Expression cloning has allowed the identification of two novel human cyclins, cyclin F, an S/G2 cyclin, and cyclin K. The cyclin F protein accumulates in interphase and is destroyed at mitosis at a point distinct from cyclin B. Cyclin F shows regulated subcellular localization and overexpression of cyclin F resulted in a significant increase in the G2 population implicating cyclin F in the regulation of cell cycle transitions. We do not yet know its function in the cell cycle. Cyclin K is a member of the transcription cyclin family and is associated with a kinase activity capable of phosphorylating the tail of RNA polymerase and Cdks on an activating threonine in the T-loop.
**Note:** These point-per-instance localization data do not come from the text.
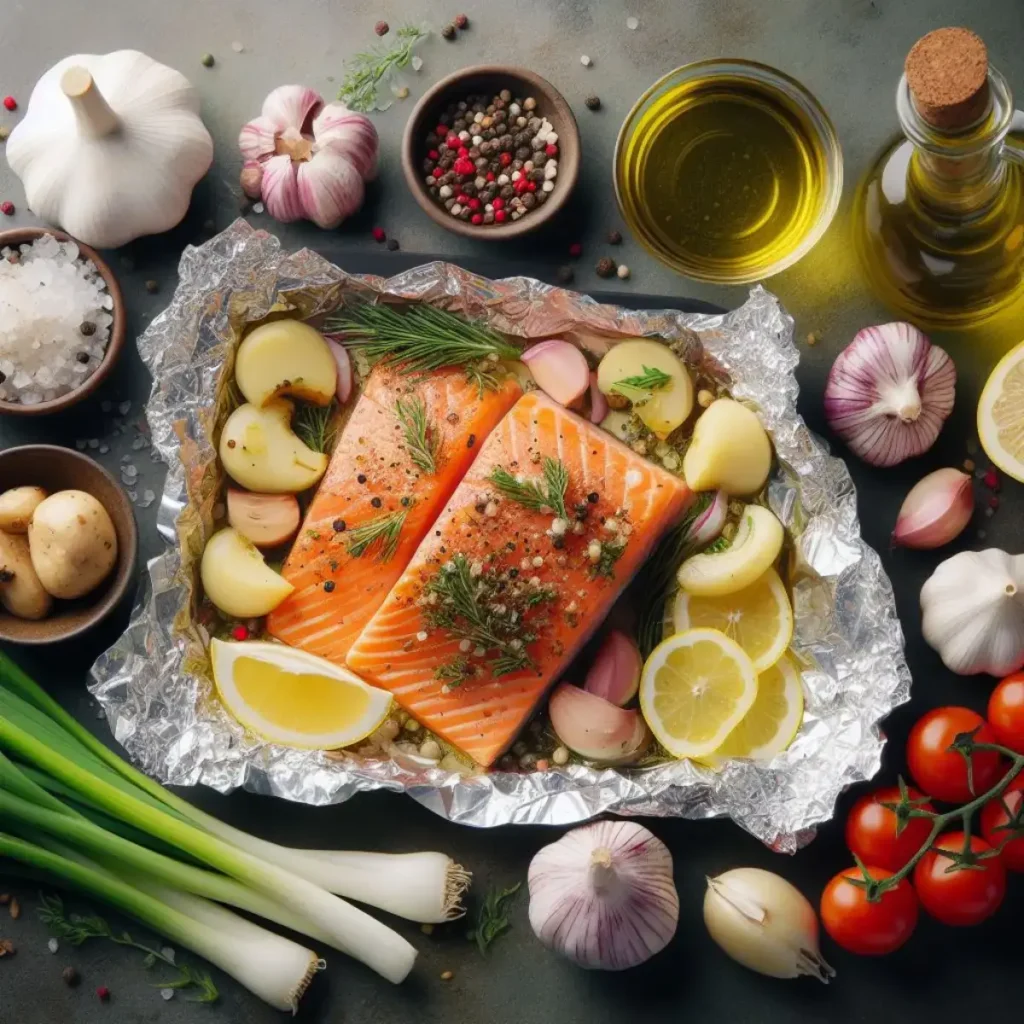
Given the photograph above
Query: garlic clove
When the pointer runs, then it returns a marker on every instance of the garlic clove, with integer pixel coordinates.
(291, 105)
(281, 189)
(257, 138)
(350, 135)
(330, 188)
(936, 510)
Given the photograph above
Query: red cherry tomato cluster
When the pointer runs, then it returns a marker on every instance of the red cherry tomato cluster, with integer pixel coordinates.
(954, 894)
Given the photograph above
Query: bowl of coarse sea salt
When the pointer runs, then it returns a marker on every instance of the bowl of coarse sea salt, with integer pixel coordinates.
(61, 321)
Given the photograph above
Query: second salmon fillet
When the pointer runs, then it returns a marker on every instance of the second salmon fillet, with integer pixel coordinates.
(504, 589)
(381, 493)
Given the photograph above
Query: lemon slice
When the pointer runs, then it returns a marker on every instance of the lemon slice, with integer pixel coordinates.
(1000, 414)
(695, 688)
(758, 617)
(295, 698)
(771, 724)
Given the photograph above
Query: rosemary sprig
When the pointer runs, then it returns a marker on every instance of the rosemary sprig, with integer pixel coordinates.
(493, 918)
(420, 433)
(77, 929)
(423, 339)
(549, 494)
(381, 532)
(639, 388)
(315, 426)
(365, 72)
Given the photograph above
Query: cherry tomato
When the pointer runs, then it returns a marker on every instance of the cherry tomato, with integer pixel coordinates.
(1006, 712)
(942, 772)
(870, 829)
(862, 927)
(962, 896)
(993, 815)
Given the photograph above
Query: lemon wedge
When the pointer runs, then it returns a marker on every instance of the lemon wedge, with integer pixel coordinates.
(695, 688)
(1000, 414)
(759, 617)
(771, 724)
(295, 698)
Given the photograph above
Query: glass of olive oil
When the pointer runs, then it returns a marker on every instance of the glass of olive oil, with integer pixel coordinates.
(728, 171)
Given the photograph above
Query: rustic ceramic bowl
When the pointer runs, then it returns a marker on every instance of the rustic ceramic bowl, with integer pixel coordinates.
(23, 236)
(62, 469)
(492, 79)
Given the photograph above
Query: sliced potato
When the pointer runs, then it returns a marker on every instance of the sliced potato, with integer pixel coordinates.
(662, 409)
(729, 451)
(16, 507)
(259, 450)
(236, 578)
(20, 591)
(286, 357)
(266, 519)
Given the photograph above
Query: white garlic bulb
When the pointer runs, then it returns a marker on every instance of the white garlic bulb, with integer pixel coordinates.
(111, 146)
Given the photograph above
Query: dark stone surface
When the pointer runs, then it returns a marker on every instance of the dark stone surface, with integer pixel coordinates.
(850, 53)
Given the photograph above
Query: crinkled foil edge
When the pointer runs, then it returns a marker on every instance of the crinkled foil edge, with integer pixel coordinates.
(847, 629)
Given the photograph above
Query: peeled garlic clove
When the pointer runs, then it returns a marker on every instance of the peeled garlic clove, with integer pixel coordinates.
(615, 672)
(936, 510)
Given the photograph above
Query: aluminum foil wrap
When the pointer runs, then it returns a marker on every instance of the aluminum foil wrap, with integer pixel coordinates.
(155, 684)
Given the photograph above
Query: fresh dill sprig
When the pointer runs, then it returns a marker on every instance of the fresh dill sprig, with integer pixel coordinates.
(77, 929)
(315, 426)
(423, 338)
(420, 433)
(382, 532)
(638, 389)
(365, 72)
(550, 494)
(493, 918)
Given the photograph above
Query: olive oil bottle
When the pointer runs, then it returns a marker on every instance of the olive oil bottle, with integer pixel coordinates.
(728, 171)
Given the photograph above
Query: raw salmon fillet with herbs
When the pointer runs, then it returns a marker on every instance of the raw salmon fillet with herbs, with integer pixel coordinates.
(406, 446)
(545, 530)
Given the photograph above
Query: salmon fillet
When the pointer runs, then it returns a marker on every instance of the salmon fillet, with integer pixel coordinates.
(526, 585)
(374, 479)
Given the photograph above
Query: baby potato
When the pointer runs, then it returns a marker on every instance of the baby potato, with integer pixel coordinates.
(16, 507)
(20, 591)
(73, 543)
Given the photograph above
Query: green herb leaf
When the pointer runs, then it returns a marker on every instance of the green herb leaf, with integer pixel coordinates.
(365, 72)
(420, 433)
(382, 532)
(550, 494)
(493, 919)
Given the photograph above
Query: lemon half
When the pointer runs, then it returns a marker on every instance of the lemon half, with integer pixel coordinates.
(695, 688)
(759, 617)
(295, 698)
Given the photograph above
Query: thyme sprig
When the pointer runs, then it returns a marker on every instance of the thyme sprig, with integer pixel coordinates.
(77, 929)
(548, 495)
(907, 808)
(420, 433)
(423, 338)
(381, 534)
(365, 72)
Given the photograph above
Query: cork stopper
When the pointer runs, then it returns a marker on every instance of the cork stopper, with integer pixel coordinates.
(947, 72)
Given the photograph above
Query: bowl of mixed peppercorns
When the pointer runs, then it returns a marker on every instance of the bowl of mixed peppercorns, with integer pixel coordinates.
(492, 152)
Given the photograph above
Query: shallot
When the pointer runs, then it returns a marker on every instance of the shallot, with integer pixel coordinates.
(765, 924)
(935, 511)
(889, 392)
(559, 369)
(603, 895)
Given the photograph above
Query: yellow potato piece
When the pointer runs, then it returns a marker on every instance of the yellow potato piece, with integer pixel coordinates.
(660, 409)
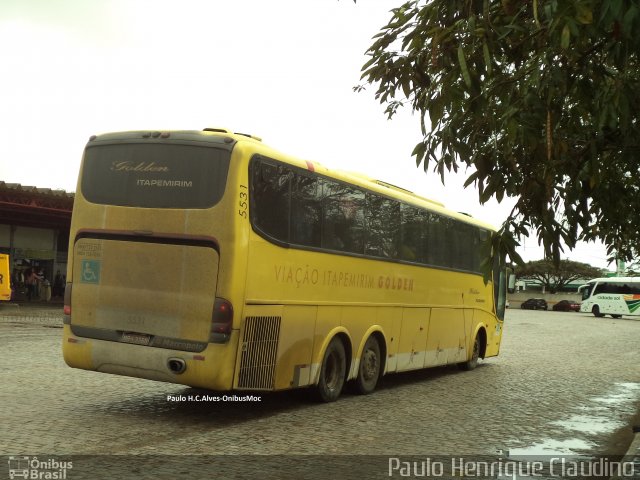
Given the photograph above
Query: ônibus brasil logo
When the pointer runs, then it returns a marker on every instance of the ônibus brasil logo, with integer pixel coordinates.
(34, 468)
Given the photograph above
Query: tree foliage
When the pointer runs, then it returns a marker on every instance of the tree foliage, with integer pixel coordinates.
(555, 277)
(537, 100)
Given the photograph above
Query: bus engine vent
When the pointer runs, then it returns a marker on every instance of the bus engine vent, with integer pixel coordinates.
(259, 353)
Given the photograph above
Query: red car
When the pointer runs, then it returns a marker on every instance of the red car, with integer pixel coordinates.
(566, 306)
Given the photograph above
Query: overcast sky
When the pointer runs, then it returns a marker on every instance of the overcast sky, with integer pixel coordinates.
(282, 70)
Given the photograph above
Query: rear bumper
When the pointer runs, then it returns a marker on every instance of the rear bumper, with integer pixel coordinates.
(212, 368)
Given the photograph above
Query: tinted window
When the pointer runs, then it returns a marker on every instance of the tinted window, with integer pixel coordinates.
(439, 251)
(298, 207)
(343, 219)
(413, 245)
(383, 226)
(306, 210)
(155, 175)
(270, 190)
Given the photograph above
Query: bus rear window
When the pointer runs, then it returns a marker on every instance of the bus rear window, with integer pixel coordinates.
(155, 175)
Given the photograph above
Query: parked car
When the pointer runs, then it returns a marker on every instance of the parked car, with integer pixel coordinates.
(567, 306)
(535, 304)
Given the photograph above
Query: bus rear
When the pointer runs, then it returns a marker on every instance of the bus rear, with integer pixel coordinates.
(5, 278)
(146, 292)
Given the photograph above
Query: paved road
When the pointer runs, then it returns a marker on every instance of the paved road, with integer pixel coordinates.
(563, 383)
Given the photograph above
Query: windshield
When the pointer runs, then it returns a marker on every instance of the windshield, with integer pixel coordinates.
(155, 175)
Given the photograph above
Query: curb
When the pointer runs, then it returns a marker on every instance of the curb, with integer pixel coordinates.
(632, 455)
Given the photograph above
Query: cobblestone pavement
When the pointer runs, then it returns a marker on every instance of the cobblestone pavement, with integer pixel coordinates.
(564, 383)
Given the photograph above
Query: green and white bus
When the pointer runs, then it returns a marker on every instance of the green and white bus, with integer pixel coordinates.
(615, 296)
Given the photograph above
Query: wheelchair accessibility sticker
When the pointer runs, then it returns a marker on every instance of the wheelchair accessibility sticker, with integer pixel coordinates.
(90, 271)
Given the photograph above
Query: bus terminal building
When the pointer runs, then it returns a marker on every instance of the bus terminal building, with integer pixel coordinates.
(34, 231)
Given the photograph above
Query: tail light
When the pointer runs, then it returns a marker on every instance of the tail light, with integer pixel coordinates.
(67, 304)
(221, 321)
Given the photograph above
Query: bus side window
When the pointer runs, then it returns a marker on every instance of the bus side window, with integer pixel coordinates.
(343, 218)
(306, 211)
(412, 246)
(271, 185)
(383, 222)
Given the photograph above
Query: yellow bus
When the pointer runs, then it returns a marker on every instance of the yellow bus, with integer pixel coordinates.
(5, 278)
(208, 259)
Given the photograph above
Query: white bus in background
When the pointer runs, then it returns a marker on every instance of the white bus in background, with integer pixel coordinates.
(615, 296)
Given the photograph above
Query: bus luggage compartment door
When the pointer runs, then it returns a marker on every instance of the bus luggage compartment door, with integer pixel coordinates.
(144, 292)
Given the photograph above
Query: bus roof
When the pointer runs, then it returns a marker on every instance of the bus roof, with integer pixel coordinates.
(218, 135)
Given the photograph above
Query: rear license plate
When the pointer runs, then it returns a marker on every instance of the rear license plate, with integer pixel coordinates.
(137, 338)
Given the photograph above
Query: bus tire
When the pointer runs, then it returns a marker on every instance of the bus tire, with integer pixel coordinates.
(475, 355)
(332, 372)
(369, 369)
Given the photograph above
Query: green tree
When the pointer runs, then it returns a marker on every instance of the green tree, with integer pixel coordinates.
(555, 277)
(538, 100)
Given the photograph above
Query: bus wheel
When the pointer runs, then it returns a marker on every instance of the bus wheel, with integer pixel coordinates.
(473, 361)
(369, 370)
(332, 372)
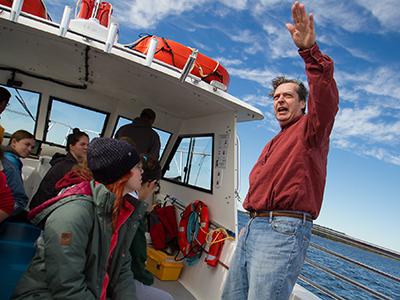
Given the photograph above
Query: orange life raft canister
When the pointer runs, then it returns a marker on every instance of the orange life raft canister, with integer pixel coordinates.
(33, 7)
(103, 13)
(191, 248)
(176, 54)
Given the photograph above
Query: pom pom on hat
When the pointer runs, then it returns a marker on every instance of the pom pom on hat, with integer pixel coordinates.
(110, 159)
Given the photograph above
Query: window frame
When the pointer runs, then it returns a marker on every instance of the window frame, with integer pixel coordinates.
(166, 144)
(37, 109)
(49, 107)
(171, 156)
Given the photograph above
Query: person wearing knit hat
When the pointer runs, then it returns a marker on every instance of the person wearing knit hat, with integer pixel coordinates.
(143, 278)
(83, 252)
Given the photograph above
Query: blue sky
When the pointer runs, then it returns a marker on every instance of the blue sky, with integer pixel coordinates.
(249, 38)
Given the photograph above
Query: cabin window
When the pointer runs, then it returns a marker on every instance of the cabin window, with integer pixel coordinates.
(21, 111)
(64, 117)
(164, 135)
(190, 162)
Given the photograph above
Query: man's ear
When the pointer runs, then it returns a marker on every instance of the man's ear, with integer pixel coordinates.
(303, 104)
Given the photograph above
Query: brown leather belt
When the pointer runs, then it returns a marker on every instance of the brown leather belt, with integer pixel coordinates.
(298, 215)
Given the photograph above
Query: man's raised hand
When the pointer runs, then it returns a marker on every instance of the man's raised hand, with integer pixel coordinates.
(302, 31)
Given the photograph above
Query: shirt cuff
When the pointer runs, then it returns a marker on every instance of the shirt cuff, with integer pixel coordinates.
(311, 54)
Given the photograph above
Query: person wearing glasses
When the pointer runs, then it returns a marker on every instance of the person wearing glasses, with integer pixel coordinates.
(83, 251)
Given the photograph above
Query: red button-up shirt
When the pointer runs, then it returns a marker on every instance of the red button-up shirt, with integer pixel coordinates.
(291, 170)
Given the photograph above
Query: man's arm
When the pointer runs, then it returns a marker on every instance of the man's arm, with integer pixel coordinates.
(302, 29)
(323, 98)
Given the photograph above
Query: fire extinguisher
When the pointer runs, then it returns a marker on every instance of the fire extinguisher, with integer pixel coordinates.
(215, 249)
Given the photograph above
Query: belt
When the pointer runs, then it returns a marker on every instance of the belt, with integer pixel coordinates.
(298, 215)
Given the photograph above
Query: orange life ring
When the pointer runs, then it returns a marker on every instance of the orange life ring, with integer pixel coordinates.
(33, 7)
(193, 247)
(176, 54)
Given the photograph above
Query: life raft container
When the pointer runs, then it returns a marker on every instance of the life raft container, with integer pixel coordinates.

Mammalian DNA Damage Checkpoints

We have previously shown that the Cdk inhibitor p21 is induced in response to DNA damage and is required for cell cycle arrest in G1. Apparently there is also a role for tyrosine phosphorylation of Cdk4 that is involved in G1 arrest as well that is not currently well understood.

We and others have identified the mammalian homologs of several yeast checkpoint genes. MEC1 is a homolog of the human ATM gene involved in human cancer. We identified the human Chk1 kinase and found that it is modified and presumably activated in response to DNA damage. Together with the Piwnica-Worms lab we showed that Chk1 phosphorylates the human Cdc25C phosphatase on an inhibitory serine leading to its inactivation. Cdc25C is an activator of the Cdc2 kinase needed for mitotic entry and this connection establishes a mechanism for G2 arrest in mammals in response to DNA damage. We have also shown that Chk1 can phosphorylate Cdc25A and Cdc25B and may therefore be involved in regulating other cell cycle transitions in addition to G2.

We are interested in identifying other homologs of known cell cycle proteins and working out the biochemistry of their regulation in response to DNA damage.